[英]Performance issues with UNION of large tables
I have seven large tables, that can be storing between 100 to 1 million rows at any time. 我有七个大表,可以随时存储100到100万行。 I'll call them LargeTable1
, LargeTable2
, LargeTable3
, LargeTable4
... LargeTable7
. 我将它们LargeTable1
, LargeTable2
, LargeTable3
, LargeTable4
... LargeTable7
。 These tables are mostly static: there are no updates nor new inserts. 这些表大部分是静态的:没有更新也没有新插入。 They change only once every two weeks or once a month, when they are truncated and a new batch of registers are inserted in each. 当它们被截断并在每个寄存器中插入新的一批寄存器时,它们仅每两周或每月一次更改一次。

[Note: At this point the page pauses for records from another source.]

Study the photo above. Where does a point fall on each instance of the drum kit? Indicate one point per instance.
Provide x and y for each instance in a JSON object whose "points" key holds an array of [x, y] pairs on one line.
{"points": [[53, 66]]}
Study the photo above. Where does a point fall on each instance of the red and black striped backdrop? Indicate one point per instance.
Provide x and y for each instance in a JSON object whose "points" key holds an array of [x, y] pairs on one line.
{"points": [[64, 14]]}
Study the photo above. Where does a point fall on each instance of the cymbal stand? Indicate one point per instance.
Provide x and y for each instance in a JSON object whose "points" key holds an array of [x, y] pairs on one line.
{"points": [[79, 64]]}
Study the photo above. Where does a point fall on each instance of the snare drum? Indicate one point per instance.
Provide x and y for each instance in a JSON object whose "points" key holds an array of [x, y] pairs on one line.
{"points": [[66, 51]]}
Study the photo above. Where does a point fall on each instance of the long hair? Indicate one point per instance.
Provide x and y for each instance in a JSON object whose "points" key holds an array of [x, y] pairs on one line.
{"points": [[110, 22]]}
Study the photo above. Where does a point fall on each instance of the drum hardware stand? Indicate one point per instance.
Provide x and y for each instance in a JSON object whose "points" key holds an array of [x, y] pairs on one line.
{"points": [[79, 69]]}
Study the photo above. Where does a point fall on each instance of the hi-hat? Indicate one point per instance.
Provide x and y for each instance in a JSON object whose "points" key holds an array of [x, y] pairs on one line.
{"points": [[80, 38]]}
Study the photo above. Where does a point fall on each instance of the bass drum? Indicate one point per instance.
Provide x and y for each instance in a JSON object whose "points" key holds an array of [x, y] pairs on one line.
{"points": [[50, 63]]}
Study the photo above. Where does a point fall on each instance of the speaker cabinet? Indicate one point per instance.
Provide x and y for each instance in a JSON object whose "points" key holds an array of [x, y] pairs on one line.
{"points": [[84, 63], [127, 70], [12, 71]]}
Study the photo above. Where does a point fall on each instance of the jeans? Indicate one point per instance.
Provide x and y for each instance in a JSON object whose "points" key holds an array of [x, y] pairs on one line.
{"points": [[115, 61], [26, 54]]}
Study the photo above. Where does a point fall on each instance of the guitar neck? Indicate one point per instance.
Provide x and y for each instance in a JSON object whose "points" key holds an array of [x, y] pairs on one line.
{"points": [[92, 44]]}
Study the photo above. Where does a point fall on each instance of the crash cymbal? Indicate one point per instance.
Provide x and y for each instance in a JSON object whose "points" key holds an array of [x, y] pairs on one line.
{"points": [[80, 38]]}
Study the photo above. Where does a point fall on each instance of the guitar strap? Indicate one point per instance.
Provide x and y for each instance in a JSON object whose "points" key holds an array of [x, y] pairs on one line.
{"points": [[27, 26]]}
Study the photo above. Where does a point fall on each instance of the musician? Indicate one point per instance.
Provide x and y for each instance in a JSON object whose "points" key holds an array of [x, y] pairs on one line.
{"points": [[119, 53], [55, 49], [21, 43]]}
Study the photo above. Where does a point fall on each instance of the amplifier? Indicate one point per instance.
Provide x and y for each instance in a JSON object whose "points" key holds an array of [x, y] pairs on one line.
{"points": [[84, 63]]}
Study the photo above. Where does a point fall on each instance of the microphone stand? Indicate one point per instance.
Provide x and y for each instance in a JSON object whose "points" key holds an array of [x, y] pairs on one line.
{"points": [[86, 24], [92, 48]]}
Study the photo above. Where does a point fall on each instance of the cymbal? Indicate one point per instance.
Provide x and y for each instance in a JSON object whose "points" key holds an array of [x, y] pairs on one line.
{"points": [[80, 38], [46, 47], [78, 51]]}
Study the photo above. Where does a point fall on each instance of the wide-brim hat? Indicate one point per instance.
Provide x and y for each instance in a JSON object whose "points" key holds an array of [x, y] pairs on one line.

All these tables have three fields in common: Headquarter
, Country
and File
. 所有这些表具有三个共同的字段: Headquarter
, Country
和File
。 Headquarter
and Country
are numbers in the format '000', though in two of these tables they are parsed as int
due to some other system necessities. Headquarter
和“ Country
是格式为“ 000”的数字,尽管由于某些其他系统必要性,在其中两个表中将它们解析为int
。
I have another, much smaller table called Headquarters
with the information of each headquarter. 我还有另一个小得多的表,称为“ Headquarters
,其中包含每个总部的信息。 This table has very few entries. 该表具有很少的条目。 At most 1000, actually. 实际上,最多为1000。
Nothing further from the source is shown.